Bounds on a sum of gcd's
Does there exist a positive real number $C$ and a positive integer $M$ such that for all $n > M$ we have: $$\sum_{i=1}^n\sum_{j=1}^n\gcd (i, j)\ge Cn^2 \log n$$
This originally appeared as an Olympiad problem in the case of $4n^2$ on the RHS. This case was much simpler; simply let $i$ only range on primes values and one quickly derives a $\omega \left ( n^2 \log \log \frac{n}{\log n} \right )$ bound if I didn't mess up. The motivation for above bound is derived from the fact that $$\sum_{j=1}^n \gcd(i,j) \approx \frac{n}{i} \sum_{d|i} \varphi(i/d) \cdot d \approx n \cdot \tau(i) \cdot \frac{6}{\pi^2}$$ So we have: $$\sum_{i=1}^n\sum_{j=1}^n\gcd (i, j) \approx \frac{6n^2}{\pi^2} \sum_{i=1}^n \frac{1}{i} \approx \frac{6}{\pi^2} n^2 \log n$$
However, this is pretty unrigorous reasoning. Does anybody have any ideas as to how to rigorously prove this bound? Of course, showing that the sum in fact gets "close" to $\frac{6}{\pi^2} n^2 \log n$ as $n \to \infty$ would be even better.
Solution 1:
\begin{align} \sum_{i=1}^{n}{\sum_{j=1}^{n}{\gcd (i, j)}}& =2\sum_{1 \leq j \leq i \leq n}{\gcd (i, j)}-\sum_{i=1}^{n}{\gcd(i, i)} \\ & =2\sum_{i=1}^{n}{\sum_{d \mid i}{\varphi{\left(\frac{i}{d}\right)}d}}-\frac{n(n+1)}{2} \\ & =2\sum_{d=1}^{n}{d\sum_{k=1}^{\left\lfloor \frac{n}{d}\right\rfloor}{\varphi{(k)}}}-\frac{n(n+1)}{2} \\ & =2\sum_{d=1}^{n}{d(\frac{3}{\pi^2}\left\lfloor \frac{n}{d}\right\rfloor^2+O(\left\lfloor \frac{n}{d}\right\rfloor \log(\left\lfloor \frac{n}{d}\right\rfloor)))}+O(n^2) \\ & =2\sum_{d=1}^{n}{d((\frac{3}{\pi^2}(\frac{n}{d})^2+O(\frac{n}{d}))+O(\frac{n}{d} \log (\frac{n}{d})))}+O(n^2) \\ & =\frac{6n^2}{\pi^2}\sum_{d=1}^{n}{\frac{1}{d}}+O(n^2)+O(n^2\log(n)-n\sum_{d=1}^{n}{\log(d)})+O(n^2) \\ & =\frac{6n^2}{\pi^2}(\log n+O(1))+O(n^2)+O(n^2\log(n)-n(n \log n-n+O(1))) \\ & =\frac{6}{\pi^2}n^2\log n+O(n^2) \end{align}
Solution 2:
Lemma: We have that $$\sum_{d\leq x}\frac{\phi(d)}{d^{2}}=\frac{6}{\pi^{2}}\log x+O(1).$$ This follows from the fact that $\sum_{n\leq x}\phi(n)=\frac{3}{\pi^2}x^2 +O(x\log x)$ along with partial summation.

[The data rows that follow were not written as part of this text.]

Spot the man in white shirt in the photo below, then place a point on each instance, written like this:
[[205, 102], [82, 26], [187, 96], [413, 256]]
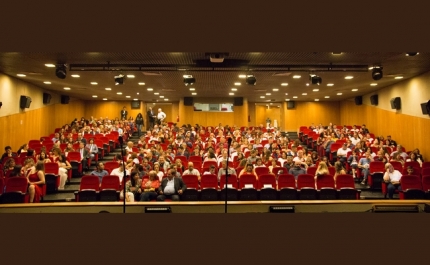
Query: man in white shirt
[[392, 177]]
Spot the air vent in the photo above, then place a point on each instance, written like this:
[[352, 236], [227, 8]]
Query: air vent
[[151, 73]]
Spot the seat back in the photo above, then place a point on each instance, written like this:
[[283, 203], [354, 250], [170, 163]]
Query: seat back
[[325, 181], [90, 183], [110, 182], [305, 181]]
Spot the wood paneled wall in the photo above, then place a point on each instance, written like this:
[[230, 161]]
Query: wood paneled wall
[[306, 113], [406, 130], [18, 129]]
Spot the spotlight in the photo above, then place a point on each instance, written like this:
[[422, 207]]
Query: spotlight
[[377, 73], [315, 80], [251, 80], [189, 80], [411, 53], [119, 80], [60, 71]]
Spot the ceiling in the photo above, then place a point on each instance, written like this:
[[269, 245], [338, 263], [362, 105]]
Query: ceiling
[[271, 69]]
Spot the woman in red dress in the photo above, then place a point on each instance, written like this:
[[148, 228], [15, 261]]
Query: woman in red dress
[[35, 180]]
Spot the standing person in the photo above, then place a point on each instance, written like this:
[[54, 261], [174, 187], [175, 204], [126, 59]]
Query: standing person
[[151, 118], [161, 116], [139, 123]]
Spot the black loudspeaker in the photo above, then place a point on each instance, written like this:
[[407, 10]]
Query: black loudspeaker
[[46, 98], [358, 100], [24, 102], [188, 101], [396, 103], [238, 101], [135, 104], [65, 99], [374, 100]]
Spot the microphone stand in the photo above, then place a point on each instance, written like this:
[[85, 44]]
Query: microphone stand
[[121, 141], [226, 174]]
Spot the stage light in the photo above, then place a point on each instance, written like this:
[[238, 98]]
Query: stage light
[[60, 71], [377, 73]]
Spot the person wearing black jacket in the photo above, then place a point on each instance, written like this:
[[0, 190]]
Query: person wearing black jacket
[[139, 123]]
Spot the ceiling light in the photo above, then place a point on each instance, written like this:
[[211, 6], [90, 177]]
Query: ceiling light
[[377, 73], [411, 53], [119, 79], [60, 71], [251, 80], [189, 81]]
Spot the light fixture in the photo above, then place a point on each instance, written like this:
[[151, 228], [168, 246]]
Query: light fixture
[[251, 80], [377, 73], [189, 80], [119, 79], [60, 71]]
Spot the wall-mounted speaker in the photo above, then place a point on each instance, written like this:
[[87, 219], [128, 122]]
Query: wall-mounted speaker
[[65, 99], [359, 100], [135, 104], [24, 102], [396, 103], [238, 101], [374, 100], [46, 98], [291, 104], [188, 101]]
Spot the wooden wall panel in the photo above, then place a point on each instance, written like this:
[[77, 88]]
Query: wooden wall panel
[[409, 131]]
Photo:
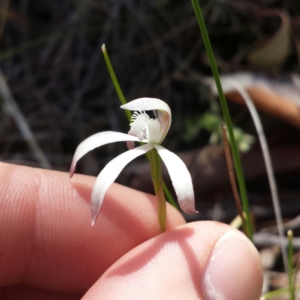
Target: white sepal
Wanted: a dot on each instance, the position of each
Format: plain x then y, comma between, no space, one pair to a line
181,179
97,140
108,175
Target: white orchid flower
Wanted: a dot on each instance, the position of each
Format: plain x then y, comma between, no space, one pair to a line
142,129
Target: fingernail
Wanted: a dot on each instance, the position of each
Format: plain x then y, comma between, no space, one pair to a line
233,270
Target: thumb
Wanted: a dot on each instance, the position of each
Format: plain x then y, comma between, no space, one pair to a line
201,260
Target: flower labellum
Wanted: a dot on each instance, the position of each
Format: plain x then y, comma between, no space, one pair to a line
146,130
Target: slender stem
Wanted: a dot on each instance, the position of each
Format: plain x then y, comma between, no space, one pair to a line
268,163
234,149
290,260
115,81
155,164
169,197
232,177
128,113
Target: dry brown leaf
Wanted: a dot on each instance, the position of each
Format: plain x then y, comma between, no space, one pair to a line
271,103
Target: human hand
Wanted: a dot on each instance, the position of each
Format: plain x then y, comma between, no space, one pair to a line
48,249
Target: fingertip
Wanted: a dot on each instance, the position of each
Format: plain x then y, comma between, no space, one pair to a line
201,260
233,270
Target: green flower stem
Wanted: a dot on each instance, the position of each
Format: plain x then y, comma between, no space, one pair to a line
234,149
128,113
115,81
155,164
290,264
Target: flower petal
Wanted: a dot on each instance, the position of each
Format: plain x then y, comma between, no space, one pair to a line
161,110
181,179
97,140
108,175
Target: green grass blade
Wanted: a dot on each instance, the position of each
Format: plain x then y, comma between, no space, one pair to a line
234,149
115,81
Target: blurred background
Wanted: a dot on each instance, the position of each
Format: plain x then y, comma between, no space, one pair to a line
55,89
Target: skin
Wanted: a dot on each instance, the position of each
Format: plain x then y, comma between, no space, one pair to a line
48,249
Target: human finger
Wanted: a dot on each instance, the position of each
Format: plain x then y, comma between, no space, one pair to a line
45,233
201,260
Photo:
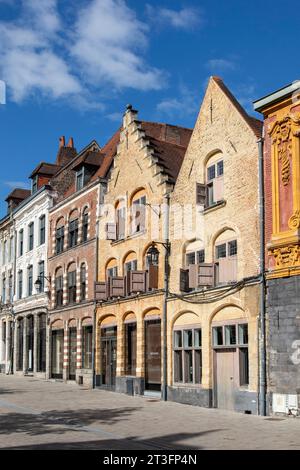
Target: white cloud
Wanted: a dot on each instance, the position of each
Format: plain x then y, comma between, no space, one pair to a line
109,40
104,50
185,104
186,18
115,117
221,65
17,184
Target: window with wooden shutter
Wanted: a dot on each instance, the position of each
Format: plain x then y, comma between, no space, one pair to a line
136,282
184,280
117,286
153,276
100,291
206,275
201,194
111,231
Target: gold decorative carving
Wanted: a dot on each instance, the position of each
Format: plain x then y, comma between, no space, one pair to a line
286,256
281,131
294,220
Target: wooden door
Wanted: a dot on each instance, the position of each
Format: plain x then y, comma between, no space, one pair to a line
72,352
225,378
153,354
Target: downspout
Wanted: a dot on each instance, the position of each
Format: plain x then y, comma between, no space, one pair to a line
95,303
166,294
262,312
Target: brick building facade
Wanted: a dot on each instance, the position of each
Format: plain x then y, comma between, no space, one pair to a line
282,222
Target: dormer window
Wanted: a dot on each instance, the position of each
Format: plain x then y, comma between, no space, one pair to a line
80,178
34,187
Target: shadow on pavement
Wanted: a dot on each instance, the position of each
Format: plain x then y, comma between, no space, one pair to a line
167,442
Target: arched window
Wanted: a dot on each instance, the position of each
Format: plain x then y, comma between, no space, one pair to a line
72,283
83,282
85,225
138,212
120,219
226,249
130,262
112,268
73,229
59,287
60,236
214,179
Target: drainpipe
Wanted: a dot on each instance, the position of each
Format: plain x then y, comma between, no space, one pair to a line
166,294
262,312
95,306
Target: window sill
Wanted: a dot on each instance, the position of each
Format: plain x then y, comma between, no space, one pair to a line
187,385
215,206
129,237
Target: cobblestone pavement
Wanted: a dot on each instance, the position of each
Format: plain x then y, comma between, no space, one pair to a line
37,414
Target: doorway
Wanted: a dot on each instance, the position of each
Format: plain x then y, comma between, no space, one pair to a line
226,377
108,343
57,342
30,343
153,355
72,352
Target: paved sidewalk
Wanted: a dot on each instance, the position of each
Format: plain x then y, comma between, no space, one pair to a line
37,414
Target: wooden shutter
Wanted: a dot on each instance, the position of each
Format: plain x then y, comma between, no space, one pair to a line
193,275
184,280
111,231
136,281
100,291
153,277
206,274
117,286
224,270
232,268
218,189
201,194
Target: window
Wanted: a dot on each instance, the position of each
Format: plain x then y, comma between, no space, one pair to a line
42,229
83,282
10,287
3,289
21,242
20,284
72,286
73,233
80,179
60,239
234,335
30,236
5,252
188,356
41,275
59,282
11,249
130,350
87,346
120,219
34,184
85,225
130,266
29,280
195,257
138,214
215,183
112,272
226,266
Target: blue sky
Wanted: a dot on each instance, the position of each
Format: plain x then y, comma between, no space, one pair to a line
71,66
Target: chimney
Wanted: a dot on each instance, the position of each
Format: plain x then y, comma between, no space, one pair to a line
65,153
130,115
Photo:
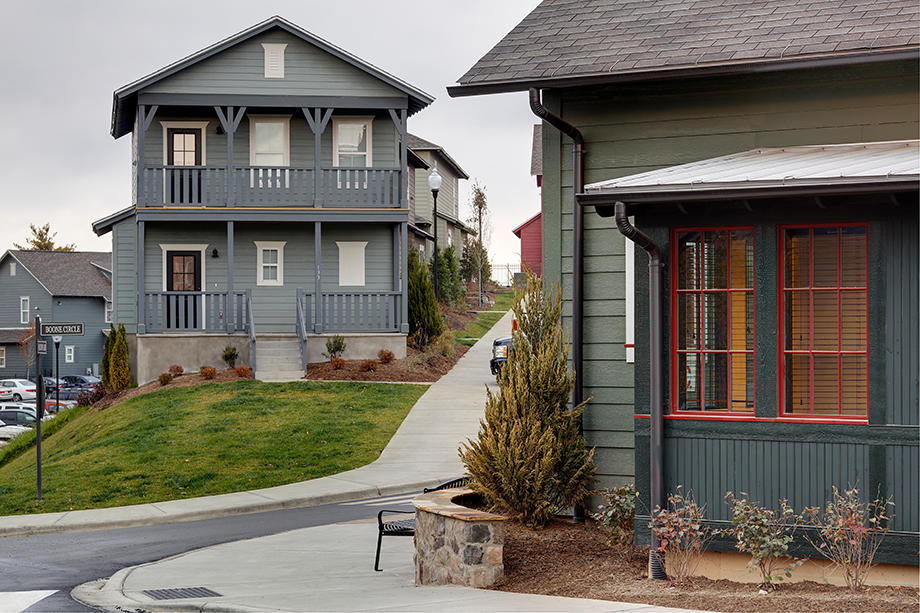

Using the convolution identity $\left(1*\phi\right)(n)=n$, we see that $$\sum_{i,j\leq x}\gcd\left(i,j\right)=\sum_{i,j\leq x}\sum_{d|i,j}\phi(d),$$ and switching the order of summation yields $$\sum_{d\leq x}\phi(d)\sum_{i,j\leq\frac{x}{d}}1=\sum_{d\leq x}\phi(d)\left[\frac{x}{d}\right]^{2}.\ \ \ \ \ \ \ \ \ \ \ \ (1)$$ Expanding out $\left[\frac{x}{d}\right]=\frac{x}{d}-\left\{ \frac{x}{d}\right\},$ we arrive at the desired asymptotic $$\sum_{i,j\leq x}\gcd\left(i,j\right)=x^{2}\sum_{d\leq x}\frac{\phi(d)}{d^{2}}+O(x^2)=\frac{6}{\pi^{2}}x^2\log x+O(x^2).$$
Using the explicit identity in equation $(1)$, with a lot of work we can derive the second term in the asymptotic expansion.